The first musical act of Deer Head’s re-opening? Renowned jazz pianist Bill Charlap. It had been more than four months since his last performance, and as he told John Marchese of The New York Times, the hiatus was “definitely the longest I can remember. I’m minus a central part of my life.”
When he took the stage, he told his audience: “There is no substitute for humanity and connection. I wish that I could be closer physically. But I will do everything I can to be as close in every other possible way with the music.”

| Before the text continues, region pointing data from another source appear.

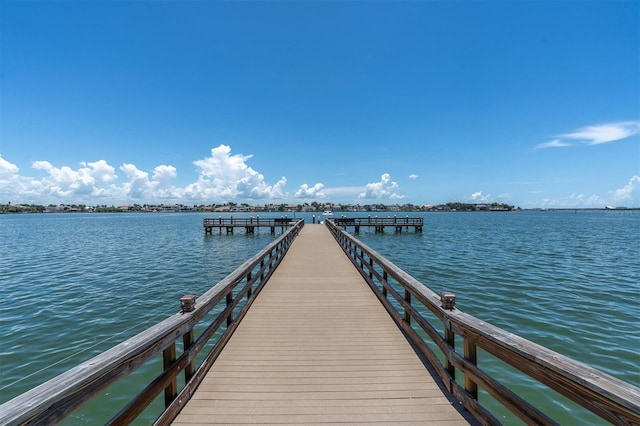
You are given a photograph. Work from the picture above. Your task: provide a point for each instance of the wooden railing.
(380, 223)
(54, 400)
(406, 300)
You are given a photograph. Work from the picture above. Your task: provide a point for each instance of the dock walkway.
(318, 347)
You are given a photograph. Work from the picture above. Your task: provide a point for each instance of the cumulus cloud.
(385, 189)
(91, 179)
(629, 192)
(315, 191)
(556, 143)
(479, 197)
(595, 135)
(7, 169)
(224, 177)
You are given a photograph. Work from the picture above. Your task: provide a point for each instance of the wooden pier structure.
(249, 224)
(380, 223)
(319, 328)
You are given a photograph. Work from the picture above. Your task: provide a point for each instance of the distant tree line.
(244, 207)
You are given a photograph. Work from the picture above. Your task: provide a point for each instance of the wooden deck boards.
(318, 347)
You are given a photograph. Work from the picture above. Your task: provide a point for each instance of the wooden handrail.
(404, 297)
(54, 400)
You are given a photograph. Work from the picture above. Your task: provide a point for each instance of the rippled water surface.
(73, 285)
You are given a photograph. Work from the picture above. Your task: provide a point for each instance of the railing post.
(407, 298)
(385, 277)
(229, 302)
(470, 355)
(168, 358)
(450, 338)
(190, 369)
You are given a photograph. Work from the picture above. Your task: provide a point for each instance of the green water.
(74, 285)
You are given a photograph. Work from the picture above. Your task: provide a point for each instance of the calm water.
(74, 285)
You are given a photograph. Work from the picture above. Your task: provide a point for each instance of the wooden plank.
(318, 347)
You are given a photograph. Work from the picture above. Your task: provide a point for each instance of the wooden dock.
(318, 347)
(380, 223)
(308, 331)
(248, 223)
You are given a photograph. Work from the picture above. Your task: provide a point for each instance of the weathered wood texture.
(248, 223)
(612, 399)
(380, 223)
(318, 347)
(52, 401)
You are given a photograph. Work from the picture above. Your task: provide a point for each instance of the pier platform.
(249, 224)
(379, 224)
(317, 347)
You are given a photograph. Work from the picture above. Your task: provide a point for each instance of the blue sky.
(535, 104)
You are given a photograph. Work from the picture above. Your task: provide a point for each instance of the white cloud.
(381, 190)
(479, 197)
(7, 169)
(91, 179)
(603, 133)
(310, 192)
(221, 177)
(556, 143)
(225, 177)
(629, 192)
(595, 135)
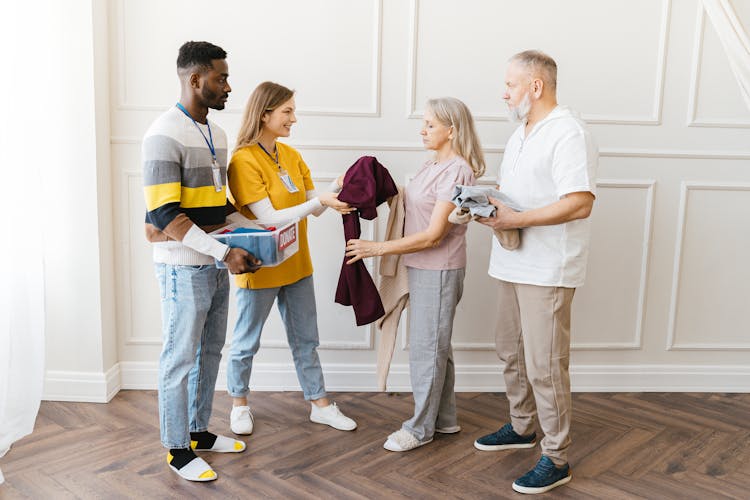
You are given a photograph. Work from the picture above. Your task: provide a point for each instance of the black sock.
(181, 457)
(204, 439)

More than a year later, Charlap is back on the road, with two stops this week at Chautauqua. The first is at 2:30 p.m. Sunday in the Amphitheater with bassist Peter Washington and drummer Kenny Washington — the group, known as the Bill Charlap Trio, was formed in 1997 and is recognized as one of the leading groups of jazz.
Charlap has recorded seven albums for Blue Note Records and received two Grammy Award nominations, for Somewhere: The Songs of Leonard Bernstein and most recently for Bill Charlap Trio: Live at the Village Vanguard.
“Charlap approaches a song the way a lover approaches his beloved. …When he sits down to play, the result is an embrace, an act of possession,” TIME magazine once lauded. “The tune rises, falls, disappears and resurfaces in new forms as Charlap ranges over the keyboard with nimble, crisply swinging lines, subtly layered textures, dense chords and spiky interjections.”
Charlap will again take the Amp stage at 8:15 p.m. Tuesday with celebrated jazz pianist Renee Rosnes — who happens to also be Charlap’s wife — to play songs from their first collaborative album, Double Portrait, which is a set of four-hand piano duets.